Revendiquer le droit de se perdre revient à resister au tourisme comme à la névrose sécuritaire. Marcher dans la conscience des risques que la montagne, encore heureux, impose à celui qui la fréquente.
Jamais je n'ai tant pensé, tant existé, tant vécu, tant été moi, si j'ose dire ainsi, que dans les voyages que j'ai faits seul et à pied. La marche a quelque chose qui anime et avive mes idées ; je ne puis presque penser quand je reste en place ; il faut que mon corps soit en branle pour y mettre mon esprit. La vue de la campagne, le grand air, la bonne santé que je gagne en marchant, la liberté des mouvements, l'éloignement de tout ce qui me fait sentir ma dépendance, de tout ce qui appelle à ma situation, tout cela dégage mon âme, me donne une plus grande audace de penser, me jette en quelque sorte dans l'immensité des êtres pour les combiner, les choisir, me les approprier à mon gré, sans gêne et sans crainte. Je dispose en maître de la nature entière.
Jean-Jacques Rousseau
Au col du Palet, après 1/4 d'heure de marche, c'est la stupeur. On passe sans transition des alpages sauvages à la station de ski de Tignes, 600 mètres en contrebas.
Finalement tout se passe toujours bien, ou du moins se passe. Selon un calme mais puissant sentiment d’être-là, à une place montagneuse que mon corps et mon esprit vont chercher loin, dans ma jeunesse, et réoccupent naturellement aujourd’hui. La marche est plus forte que moi, et j’aime ce sentiment, telle une forme de dépendance à l’enfance. Ce n’est pas un amour passionné, plutôt celui qu’on éprouve pour une vieille maîtresse. J’ai fini par admettre être plus faible que la marche qui me prend (…)
Chamonix n'a guère de charme, c'est une sorte de Deauville des Alpes. Enormément de touristes, la plupart déambulent en ville en tenue de randonneur, voire d'alpiniste. Cela me fait penser aux Dupont et Dupond de Tintin revus par Samivel dans un épisode où les jumeaux iraient à la montagne avec leur équipement flambant neuf.
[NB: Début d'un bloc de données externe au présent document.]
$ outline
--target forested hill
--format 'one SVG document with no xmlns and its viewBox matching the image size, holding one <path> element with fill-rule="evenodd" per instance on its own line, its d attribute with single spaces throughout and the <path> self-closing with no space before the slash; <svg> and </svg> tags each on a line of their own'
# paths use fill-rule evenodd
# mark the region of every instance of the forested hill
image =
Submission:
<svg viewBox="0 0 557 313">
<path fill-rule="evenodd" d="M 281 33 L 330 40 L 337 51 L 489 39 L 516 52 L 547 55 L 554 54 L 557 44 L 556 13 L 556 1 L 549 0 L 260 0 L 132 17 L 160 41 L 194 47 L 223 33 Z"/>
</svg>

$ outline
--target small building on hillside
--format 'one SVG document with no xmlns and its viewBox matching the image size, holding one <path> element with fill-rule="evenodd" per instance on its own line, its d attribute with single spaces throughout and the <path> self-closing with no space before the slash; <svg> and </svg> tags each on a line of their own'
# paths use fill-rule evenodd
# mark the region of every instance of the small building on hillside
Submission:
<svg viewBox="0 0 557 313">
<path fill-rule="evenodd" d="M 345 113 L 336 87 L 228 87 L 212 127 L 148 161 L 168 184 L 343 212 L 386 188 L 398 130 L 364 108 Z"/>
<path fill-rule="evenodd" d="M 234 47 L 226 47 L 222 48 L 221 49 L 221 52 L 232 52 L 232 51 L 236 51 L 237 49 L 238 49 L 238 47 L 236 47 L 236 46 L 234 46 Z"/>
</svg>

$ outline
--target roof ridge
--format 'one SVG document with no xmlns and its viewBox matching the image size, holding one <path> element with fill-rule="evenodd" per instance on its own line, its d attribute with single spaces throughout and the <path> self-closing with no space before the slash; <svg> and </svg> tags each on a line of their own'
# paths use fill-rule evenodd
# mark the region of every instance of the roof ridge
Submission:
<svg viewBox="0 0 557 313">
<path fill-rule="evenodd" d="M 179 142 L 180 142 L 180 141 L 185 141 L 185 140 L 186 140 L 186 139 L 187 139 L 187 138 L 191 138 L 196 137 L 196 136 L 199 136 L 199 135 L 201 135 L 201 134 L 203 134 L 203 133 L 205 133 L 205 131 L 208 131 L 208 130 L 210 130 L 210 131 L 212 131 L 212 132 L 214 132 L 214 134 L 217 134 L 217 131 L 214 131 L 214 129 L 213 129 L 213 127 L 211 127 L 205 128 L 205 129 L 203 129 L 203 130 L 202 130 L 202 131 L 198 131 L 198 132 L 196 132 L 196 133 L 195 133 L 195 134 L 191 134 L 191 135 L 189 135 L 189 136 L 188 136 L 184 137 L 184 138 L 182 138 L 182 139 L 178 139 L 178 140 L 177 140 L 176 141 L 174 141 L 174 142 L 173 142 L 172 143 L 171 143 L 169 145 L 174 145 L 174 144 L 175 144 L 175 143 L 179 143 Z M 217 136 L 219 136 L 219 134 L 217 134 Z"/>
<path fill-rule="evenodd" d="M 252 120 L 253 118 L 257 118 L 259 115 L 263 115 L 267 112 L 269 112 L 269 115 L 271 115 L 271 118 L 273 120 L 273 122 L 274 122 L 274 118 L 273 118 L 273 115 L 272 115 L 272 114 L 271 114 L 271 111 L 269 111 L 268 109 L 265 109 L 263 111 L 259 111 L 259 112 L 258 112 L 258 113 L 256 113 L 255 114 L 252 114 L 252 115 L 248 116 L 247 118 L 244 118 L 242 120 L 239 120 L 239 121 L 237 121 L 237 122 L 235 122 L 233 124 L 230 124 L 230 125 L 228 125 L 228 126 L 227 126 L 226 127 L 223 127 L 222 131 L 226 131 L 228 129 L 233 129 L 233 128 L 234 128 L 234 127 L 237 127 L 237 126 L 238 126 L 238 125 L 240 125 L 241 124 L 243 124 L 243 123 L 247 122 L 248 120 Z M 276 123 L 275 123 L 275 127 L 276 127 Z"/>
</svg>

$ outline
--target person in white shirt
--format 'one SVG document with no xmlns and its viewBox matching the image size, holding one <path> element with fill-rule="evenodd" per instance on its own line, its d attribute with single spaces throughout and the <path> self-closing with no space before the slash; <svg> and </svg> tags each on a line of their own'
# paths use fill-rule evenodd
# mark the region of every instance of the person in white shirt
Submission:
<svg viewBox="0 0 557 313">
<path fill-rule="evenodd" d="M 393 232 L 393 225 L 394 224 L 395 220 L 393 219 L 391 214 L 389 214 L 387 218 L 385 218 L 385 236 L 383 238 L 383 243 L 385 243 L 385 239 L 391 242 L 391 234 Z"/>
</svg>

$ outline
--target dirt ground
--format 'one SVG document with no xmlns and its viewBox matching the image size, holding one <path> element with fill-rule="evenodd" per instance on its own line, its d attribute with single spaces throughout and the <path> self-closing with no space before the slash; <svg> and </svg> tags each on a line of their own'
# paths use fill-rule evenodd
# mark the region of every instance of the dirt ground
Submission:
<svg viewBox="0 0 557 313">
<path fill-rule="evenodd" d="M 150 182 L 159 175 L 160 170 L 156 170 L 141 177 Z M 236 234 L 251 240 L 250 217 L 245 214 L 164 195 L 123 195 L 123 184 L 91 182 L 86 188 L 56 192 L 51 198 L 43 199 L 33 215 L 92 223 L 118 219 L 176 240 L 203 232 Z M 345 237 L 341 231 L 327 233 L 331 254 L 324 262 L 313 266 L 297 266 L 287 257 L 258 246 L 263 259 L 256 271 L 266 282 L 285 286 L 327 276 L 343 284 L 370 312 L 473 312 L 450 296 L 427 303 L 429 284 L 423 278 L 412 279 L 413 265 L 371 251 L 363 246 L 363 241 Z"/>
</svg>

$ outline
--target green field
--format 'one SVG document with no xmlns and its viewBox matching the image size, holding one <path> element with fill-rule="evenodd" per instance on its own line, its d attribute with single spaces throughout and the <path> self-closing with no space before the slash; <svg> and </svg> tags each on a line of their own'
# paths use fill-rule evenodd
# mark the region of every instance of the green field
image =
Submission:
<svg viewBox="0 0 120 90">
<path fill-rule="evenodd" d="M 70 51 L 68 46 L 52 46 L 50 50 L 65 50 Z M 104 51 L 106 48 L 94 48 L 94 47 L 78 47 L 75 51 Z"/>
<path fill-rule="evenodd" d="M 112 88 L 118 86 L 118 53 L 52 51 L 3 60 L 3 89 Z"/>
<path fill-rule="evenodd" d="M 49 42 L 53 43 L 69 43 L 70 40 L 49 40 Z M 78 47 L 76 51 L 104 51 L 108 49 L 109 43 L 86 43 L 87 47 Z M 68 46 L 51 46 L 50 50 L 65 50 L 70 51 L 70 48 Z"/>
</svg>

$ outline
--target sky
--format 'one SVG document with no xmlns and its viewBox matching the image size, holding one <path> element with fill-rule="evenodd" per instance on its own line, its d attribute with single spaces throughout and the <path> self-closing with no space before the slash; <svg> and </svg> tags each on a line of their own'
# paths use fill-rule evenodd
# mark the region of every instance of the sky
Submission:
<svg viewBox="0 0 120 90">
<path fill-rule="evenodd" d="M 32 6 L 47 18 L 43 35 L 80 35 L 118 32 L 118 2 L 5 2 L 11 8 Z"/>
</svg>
Soudain, en pleine montée, me voici doublé par un coureur à pied, lancé comme une fusée, en short et tenue légère, qui semble prendre le GR 5 pour une piste d'athlétisme. Puis en voici un deuxième, un troisième... J'ai l'impression d'être un éléphant. Pour eux, le relief est un terrain de jeu post-moderne : une course contre la montre qui ignore le degré de la pente et finit par mettre entre parenthèses la montagne elle-même. Cela témoigne d'un manque évident de respect, qui caractérise bien la vulgarité contemporaine : réduire la montagne à une simple piste d'athlétisme.
C'est ma première nuit en refuge, avec ce que j'aime, le bois partout, à toucher, à sentir, la nappe vichy sur laquelle le gardien bourru vous sert soupe, ragoût-polenta, Beaufort, tarte aux pommes à 19 h 30 précises. Et ce que je n'aime pas: le dortoir collectif, son extinction des feux à 21 h 30, son concert de mamies ronfleuses et son ballet nocturne de papys pisseurs.